Una mezcla de agua (135.14 g) , harina de soya (Prolia 200/90), metabisulfito de sodio, glicerol y dimetilurea en una relación de 300 a 200 a l a 200 a 150. La mezcla de soya tuvo un contenido de sólidos de 64.75%, La resina de PAE (39.33 g de sólidos) se combinó con la mezcla para crear el adhesivo. Esta mezcla de adhesivo se agitó durante 5 minutos para hacerla uniforme y tuvo un contenido de sólidos de 60.19% y una viscosidad de Brookfield de 2799 cps. 45% de los sólidos del adhesivo son de la PAE y harina de soya. El pH fue 6.94. El material se aplicó como aspersión uniformemente sobre un articulo de cara de tabla de partículas y se mezcló con alto esfuerzo cortante durante 1 minuto para obtener un tratamiento uniforme de la madera. La cantidad de madera (incluyendo su 5.1% de humedad) fue 536.01 g. La cantidad de adhesivo usada fue 88.98 g. La madera tratada se formó en una capa uniforme y se prensó ligeramente para compactarse y después se prensó en una prensa a 170°C a un espesor de 1.27 cm. El tiempo de prensado en caliente fue de 3 minutos.
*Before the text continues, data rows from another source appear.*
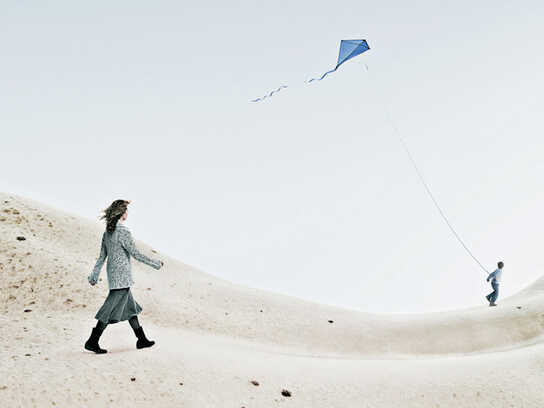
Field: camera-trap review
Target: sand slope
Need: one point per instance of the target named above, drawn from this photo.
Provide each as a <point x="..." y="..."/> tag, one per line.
<point x="214" y="337"/>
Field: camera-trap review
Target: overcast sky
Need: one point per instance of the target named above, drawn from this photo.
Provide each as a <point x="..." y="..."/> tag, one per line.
<point x="308" y="193"/>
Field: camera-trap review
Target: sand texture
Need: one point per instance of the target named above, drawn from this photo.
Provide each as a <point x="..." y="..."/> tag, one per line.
<point x="214" y="338"/>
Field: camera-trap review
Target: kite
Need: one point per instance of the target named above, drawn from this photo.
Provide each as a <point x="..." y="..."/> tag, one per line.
<point x="348" y="50"/>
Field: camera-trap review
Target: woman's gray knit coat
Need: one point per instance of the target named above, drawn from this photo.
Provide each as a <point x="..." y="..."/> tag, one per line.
<point x="118" y="246"/>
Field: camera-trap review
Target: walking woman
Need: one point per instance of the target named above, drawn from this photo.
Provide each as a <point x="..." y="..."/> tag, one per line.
<point x="118" y="246"/>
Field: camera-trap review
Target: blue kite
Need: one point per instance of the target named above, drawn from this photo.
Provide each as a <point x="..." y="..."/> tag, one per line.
<point x="348" y="50"/>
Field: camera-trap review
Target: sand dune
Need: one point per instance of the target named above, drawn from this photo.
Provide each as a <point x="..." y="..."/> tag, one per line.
<point x="215" y="337"/>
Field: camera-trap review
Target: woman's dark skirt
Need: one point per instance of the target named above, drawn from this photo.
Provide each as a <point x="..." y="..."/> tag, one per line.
<point x="118" y="306"/>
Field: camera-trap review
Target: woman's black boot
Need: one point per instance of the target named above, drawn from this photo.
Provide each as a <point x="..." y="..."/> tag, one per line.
<point x="142" y="340"/>
<point x="92" y="343"/>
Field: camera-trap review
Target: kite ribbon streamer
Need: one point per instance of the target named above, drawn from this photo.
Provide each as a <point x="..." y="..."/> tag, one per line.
<point x="269" y="94"/>
<point x="323" y="76"/>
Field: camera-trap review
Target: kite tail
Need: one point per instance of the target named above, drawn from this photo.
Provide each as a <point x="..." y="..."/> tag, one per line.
<point x="323" y="76"/>
<point x="269" y="94"/>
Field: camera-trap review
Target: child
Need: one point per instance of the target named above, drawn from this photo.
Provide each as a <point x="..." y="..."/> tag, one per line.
<point x="495" y="277"/>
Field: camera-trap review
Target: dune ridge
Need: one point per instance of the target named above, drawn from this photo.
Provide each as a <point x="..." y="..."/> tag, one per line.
<point x="46" y="255"/>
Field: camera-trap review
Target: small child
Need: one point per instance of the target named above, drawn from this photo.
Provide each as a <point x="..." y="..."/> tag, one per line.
<point x="495" y="278"/>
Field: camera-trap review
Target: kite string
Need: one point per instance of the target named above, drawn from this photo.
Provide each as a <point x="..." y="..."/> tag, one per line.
<point x="429" y="192"/>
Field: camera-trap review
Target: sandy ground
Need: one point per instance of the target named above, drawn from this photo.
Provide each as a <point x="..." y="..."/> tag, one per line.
<point x="213" y="338"/>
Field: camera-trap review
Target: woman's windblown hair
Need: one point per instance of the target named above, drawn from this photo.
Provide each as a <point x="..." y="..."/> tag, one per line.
<point x="113" y="213"/>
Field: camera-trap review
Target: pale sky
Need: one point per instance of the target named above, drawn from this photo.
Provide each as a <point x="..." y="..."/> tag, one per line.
<point x="308" y="193"/>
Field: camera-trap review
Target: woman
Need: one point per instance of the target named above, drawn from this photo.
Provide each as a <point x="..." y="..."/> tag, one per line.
<point x="118" y="246"/>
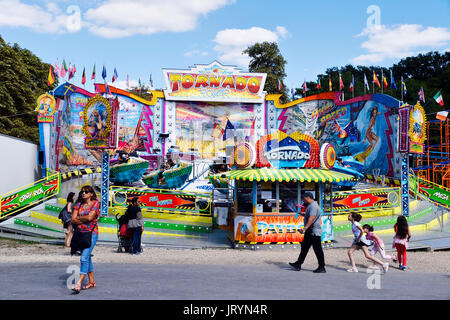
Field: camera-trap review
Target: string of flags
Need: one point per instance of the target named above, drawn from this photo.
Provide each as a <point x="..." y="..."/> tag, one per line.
<point x="384" y="84"/>
<point x="61" y="70"/>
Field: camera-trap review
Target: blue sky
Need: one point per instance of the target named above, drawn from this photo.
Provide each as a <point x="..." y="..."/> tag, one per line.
<point x="140" y="37"/>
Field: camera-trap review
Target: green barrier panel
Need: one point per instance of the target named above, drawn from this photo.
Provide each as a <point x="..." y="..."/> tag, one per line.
<point x="33" y="225"/>
<point x="385" y="222"/>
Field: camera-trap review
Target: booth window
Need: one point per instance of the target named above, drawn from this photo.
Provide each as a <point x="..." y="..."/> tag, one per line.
<point x="244" y="196"/>
<point x="266" y="197"/>
<point x="288" y="196"/>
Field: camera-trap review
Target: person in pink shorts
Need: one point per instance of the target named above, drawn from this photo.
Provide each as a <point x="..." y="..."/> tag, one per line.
<point x="378" y="244"/>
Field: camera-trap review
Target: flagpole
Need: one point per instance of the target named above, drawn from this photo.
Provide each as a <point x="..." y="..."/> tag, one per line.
<point x="401" y="84"/>
<point x="364" y="83"/>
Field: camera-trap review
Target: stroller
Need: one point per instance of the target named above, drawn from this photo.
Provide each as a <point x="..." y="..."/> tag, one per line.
<point x="124" y="235"/>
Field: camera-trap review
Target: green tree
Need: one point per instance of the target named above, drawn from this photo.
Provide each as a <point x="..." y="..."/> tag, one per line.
<point x="23" y="78"/>
<point x="267" y="58"/>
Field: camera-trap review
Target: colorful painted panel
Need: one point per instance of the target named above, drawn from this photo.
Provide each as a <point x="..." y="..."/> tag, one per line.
<point x="151" y="200"/>
<point x="362" y="127"/>
<point x="29" y="195"/>
<point x="365" y="199"/>
<point x="214" y="83"/>
<point x="209" y="128"/>
<point x="262" y="229"/>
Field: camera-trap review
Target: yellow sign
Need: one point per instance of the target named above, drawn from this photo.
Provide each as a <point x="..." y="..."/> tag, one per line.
<point x="46" y="107"/>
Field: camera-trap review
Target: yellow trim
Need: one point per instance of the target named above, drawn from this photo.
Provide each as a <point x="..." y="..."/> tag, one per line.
<point x="167" y="216"/>
<point x="152" y="102"/>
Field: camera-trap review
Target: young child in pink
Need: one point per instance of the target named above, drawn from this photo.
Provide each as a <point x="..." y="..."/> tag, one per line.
<point x="378" y="244"/>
El material mixto prensado, ahora curado y endurecido, se removió, se enfrió, se añejó durante un día a 50% de humedad, y se cortó en muestras de 2.54 cm por 20.32 cm por 1.27 cm. La densidad promedio de las muestras fue 130.62 kg/cm3. El módulo de ruptura (MOR) se determinó en una prueba de doblez de 3 puntos.
Una muestra de control se preparó de la misma manera excepto que en lugar de la resina de PAE anterior se usó una resina comercial de bajo contenido de sólidos de peso molecular alto (producto CA1300 de Ashland). 58.33 g del material comercial de 30% de contenido de sólidos se usó con 135.14 g de la mezcla de soya. El pH del adhesivo fue 7.12, tuvo un contenido de sólidos de 54.27%, y una viscosidad de Brookfield de 3649 cps . La densidad promedio de las muestras prensadas en caliente fue de 132.29 kg/cm (PCF). La preparación de una tabla de partículas a escala comercial se dificultaría si no es que imposible con el nivel de sólidos más bajo, en donde típicamente se usa una resina de UF con 65% de sólidos. Usando una resina con contenido de sólidos más bajo a una tasa de adición equivalente se producen "soplidos" y otros defectos de la tabla debido a contenido de humedad alto en la tabla, lo que conduce a una presión de gas interna alta (vapor) .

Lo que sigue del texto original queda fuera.